Unions are demanding an across-the-board wage hike at nearly double the rate of inflation plus an £88 monthly housing allowance for all civil servants. The government has offered 7 per cent and £62 towards housing. With South Africa running a large budget deficit – equivalent to 6.7 per cent of GDP – the housing allowance alone would add another percentage point to the state budget.

"The days of spending money as though it is unlimited are essentially over," said the government spokesman Themba Maseko.

South Africa was hit hard last year by the global downturn, losing close to a million jobs in a country where a quarter of the workforce are already jobless. There are fears that a prolonged strike could reverse the already anaemic recovery and threaten projected growth rates of 5 per cent next year.

"The 8.6 per cent demand is simply not affordable as every additional cent spent on salaries means less money for other essential services," said the spokesman. "It also means we cannot employ more teachers and nurses."

However, any hopes that the government had of a swift victory over South Africa's trades union congress, Cosatu, disappeared as other smaller unions joined the walkouts. The country's influential auto workers' union is also threatening to expand a strike they began last week, demanding a 15 per cent increase in wages.

The stand-off between the public sector and the government comes with frustration against the leadership of the ruling ANC running high. The unions now on strike were among Mr Zuma's most influential backers during his bid for the ANC presidency, and analysts are seeing the dispute as a test of his ability to balance the competing forces within the ruling coalition.
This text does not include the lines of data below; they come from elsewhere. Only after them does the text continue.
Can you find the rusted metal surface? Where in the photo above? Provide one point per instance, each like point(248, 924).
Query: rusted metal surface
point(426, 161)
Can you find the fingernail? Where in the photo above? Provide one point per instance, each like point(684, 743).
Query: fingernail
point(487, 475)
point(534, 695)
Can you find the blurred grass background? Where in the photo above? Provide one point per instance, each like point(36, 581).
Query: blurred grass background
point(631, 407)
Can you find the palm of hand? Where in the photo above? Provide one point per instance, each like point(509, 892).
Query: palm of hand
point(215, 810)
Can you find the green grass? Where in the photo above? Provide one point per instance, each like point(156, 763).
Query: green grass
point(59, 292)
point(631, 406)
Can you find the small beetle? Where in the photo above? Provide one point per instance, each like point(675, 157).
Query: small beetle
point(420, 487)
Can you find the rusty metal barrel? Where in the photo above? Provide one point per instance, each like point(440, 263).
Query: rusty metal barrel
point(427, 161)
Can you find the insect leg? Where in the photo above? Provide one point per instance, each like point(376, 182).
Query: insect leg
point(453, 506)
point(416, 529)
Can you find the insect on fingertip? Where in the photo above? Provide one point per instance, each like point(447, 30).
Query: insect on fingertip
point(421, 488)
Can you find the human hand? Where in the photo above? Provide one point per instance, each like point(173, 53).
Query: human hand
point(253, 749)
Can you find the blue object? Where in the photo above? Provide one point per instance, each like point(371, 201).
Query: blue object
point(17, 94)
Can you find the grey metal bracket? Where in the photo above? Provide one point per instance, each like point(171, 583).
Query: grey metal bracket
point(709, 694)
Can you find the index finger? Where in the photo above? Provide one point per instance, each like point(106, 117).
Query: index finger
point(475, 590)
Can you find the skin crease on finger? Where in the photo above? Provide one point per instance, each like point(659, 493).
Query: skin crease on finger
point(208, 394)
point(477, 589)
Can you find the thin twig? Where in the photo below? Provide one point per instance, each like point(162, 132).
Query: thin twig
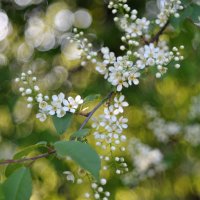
point(13, 161)
point(95, 109)
point(44, 155)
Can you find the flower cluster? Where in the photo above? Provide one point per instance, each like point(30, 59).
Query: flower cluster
point(56, 105)
point(146, 161)
point(109, 135)
point(59, 106)
point(141, 50)
point(168, 8)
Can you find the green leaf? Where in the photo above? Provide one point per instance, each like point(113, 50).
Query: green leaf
point(91, 97)
point(81, 133)
point(81, 153)
point(61, 124)
point(2, 196)
point(19, 185)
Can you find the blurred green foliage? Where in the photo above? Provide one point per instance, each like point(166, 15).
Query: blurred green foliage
point(170, 95)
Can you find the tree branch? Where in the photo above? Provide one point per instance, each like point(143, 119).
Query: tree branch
point(95, 109)
point(13, 161)
point(44, 155)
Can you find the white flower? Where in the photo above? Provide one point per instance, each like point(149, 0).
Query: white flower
point(70, 105)
point(58, 99)
point(122, 123)
point(43, 105)
point(133, 78)
point(41, 116)
point(78, 99)
point(119, 104)
point(69, 176)
point(109, 113)
point(60, 112)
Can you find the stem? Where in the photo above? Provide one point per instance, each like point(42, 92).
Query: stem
point(95, 109)
point(28, 159)
point(52, 151)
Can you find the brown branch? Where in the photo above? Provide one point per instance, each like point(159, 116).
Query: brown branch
point(52, 151)
point(95, 109)
point(13, 161)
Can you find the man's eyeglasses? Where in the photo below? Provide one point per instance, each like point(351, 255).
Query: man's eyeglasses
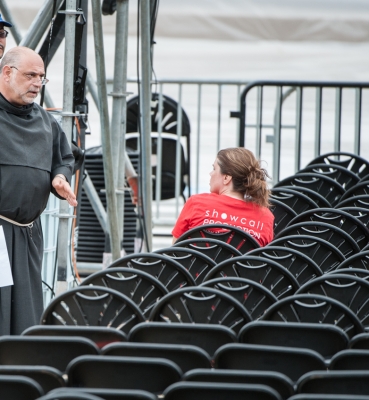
point(33, 77)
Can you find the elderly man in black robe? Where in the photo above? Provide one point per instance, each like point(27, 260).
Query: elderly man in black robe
point(35, 159)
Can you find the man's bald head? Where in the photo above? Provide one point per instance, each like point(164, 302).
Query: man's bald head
point(21, 75)
point(16, 55)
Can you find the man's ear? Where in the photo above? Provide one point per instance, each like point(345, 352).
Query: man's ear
point(6, 72)
point(227, 179)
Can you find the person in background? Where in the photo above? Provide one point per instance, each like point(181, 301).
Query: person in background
point(239, 196)
point(3, 35)
point(35, 159)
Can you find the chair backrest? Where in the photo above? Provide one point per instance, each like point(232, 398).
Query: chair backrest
point(334, 382)
point(105, 393)
point(332, 234)
point(283, 214)
point(277, 381)
point(93, 306)
point(341, 174)
point(302, 267)
point(361, 188)
point(206, 336)
point(69, 394)
point(360, 341)
point(139, 286)
point(213, 248)
point(338, 217)
point(325, 186)
point(100, 335)
point(186, 356)
point(201, 304)
point(253, 296)
point(316, 309)
point(42, 350)
point(323, 253)
point(359, 261)
point(262, 270)
point(360, 213)
point(320, 200)
point(322, 396)
point(232, 235)
point(19, 388)
point(165, 269)
point(350, 359)
point(325, 339)
point(298, 201)
point(351, 161)
point(361, 201)
point(350, 290)
point(219, 391)
point(196, 263)
point(116, 372)
point(47, 377)
point(291, 361)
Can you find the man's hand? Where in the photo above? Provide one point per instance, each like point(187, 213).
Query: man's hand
point(64, 190)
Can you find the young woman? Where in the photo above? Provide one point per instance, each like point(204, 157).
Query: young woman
point(239, 196)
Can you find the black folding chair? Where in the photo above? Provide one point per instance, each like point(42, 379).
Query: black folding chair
point(54, 352)
point(253, 296)
point(93, 306)
point(290, 361)
point(331, 233)
point(165, 269)
point(196, 263)
point(335, 382)
point(349, 290)
point(200, 305)
point(325, 186)
point(19, 388)
point(186, 356)
point(339, 173)
point(298, 201)
point(316, 309)
point(232, 235)
point(142, 288)
point(325, 339)
point(275, 380)
point(350, 359)
point(336, 216)
point(209, 337)
point(353, 162)
point(219, 391)
point(323, 253)
point(213, 248)
point(302, 267)
point(100, 335)
point(283, 214)
point(48, 378)
point(264, 271)
point(114, 372)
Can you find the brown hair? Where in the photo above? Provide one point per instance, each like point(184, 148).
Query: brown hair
point(247, 175)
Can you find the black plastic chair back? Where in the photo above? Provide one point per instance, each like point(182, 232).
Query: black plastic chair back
point(263, 271)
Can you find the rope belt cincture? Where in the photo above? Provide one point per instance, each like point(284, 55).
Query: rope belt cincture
point(30, 225)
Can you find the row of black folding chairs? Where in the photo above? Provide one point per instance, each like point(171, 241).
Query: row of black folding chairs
point(154, 368)
point(337, 180)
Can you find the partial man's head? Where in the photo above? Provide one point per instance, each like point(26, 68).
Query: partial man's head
point(3, 34)
point(22, 75)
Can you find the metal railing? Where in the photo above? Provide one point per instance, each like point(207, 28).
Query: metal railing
point(324, 117)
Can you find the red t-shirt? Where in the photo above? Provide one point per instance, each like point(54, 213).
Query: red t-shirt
point(211, 208)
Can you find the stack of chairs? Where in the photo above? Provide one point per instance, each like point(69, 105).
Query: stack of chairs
point(216, 315)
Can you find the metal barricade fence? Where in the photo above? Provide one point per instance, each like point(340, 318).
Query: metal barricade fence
point(288, 123)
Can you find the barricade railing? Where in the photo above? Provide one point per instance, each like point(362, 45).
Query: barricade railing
point(288, 123)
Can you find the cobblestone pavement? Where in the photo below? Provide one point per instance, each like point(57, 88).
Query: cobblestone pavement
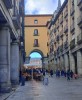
point(57, 89)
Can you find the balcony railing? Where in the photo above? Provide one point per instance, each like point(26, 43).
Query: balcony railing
point(61, 33)
point(66, 28)
point(47, 44)
point(65, 44)
point(21, 8)
point(54, 30)
point(61, 20)
point(16, 18)
point(21, 38)
point(54, 53)
point(57, 25)
point(65, 13)
point(72, 28)
point(79, 4)
point(35, 45)
point(8, 3)
point(79, 21)
point(57, 38)
point(72, 11)
point(79, 38)
point(61, 48)
point(72, 44)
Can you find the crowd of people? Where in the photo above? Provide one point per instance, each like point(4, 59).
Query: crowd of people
point(44, 73)
point(69, 74)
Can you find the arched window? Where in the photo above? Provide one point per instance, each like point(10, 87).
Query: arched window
point(36, 32)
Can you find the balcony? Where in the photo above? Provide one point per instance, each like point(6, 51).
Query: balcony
point(61, 20)
point(57, 25)
point(61, 33)
point(72, 11)
point(65, 13)
point(65, 44)
point(54, 53)
point(35, 45)
point(79, 38)
point(57, 51)
point(21, 38)
point(57, 38)
point(8, 3)
point(72, 44)
point(61, 48)
point(21, 9)
point(47, 55)
point(47, 44)
point(2, 19)
point(66, 28)
point(55, 30)
point(79, 4)
point(72, 28)
point(16, 18)
point(79, 21)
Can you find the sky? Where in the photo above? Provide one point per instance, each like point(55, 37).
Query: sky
point(35, 55)
point(41, 6)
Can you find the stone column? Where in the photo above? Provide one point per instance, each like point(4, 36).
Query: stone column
point(79, 62)
point(5, 85)
point(14, 63)
point(72, 62)
point(66, 61)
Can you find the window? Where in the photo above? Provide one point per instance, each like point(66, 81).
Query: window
point(36, 42)
point(35, 32)
point(35, 21)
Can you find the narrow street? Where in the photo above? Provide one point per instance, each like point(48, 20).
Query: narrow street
point(57, 89)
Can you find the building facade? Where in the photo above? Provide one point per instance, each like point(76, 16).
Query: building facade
point(11, 42)
point(65, 37)
point(36, 34)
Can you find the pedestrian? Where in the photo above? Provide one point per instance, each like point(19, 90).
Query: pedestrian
point(22, 79)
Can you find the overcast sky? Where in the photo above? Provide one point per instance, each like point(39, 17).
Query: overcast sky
point(41, 6)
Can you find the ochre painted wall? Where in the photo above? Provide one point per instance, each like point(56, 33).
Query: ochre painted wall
point(42, 31)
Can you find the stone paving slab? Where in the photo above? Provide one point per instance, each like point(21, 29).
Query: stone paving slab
point(57, 89)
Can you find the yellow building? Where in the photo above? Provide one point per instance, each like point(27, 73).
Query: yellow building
point(65, 37)
point(36, 34)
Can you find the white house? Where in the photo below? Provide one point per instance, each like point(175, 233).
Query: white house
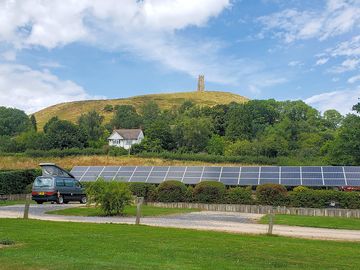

This week the Cosatu leader Zwelinzima Vavi took a personal potshot at Mr Zuma and how much he is earning as a state employee. "If my memory serves me right he is earning more than R2.2m [£195,000]," he told protesters outside parliament on Tuesday. "He has blood like we have blood. He has a big family like we do... Our needs are the same. We want geld [money]."

Some union officials were threatening to carry the pickets over to private schools and hospitals where the political elite educate their children and send their relatives.

However, the unions themselves risk losing public support if the strike continues to block access to the basic services on which the majority of poorer South Africans depend.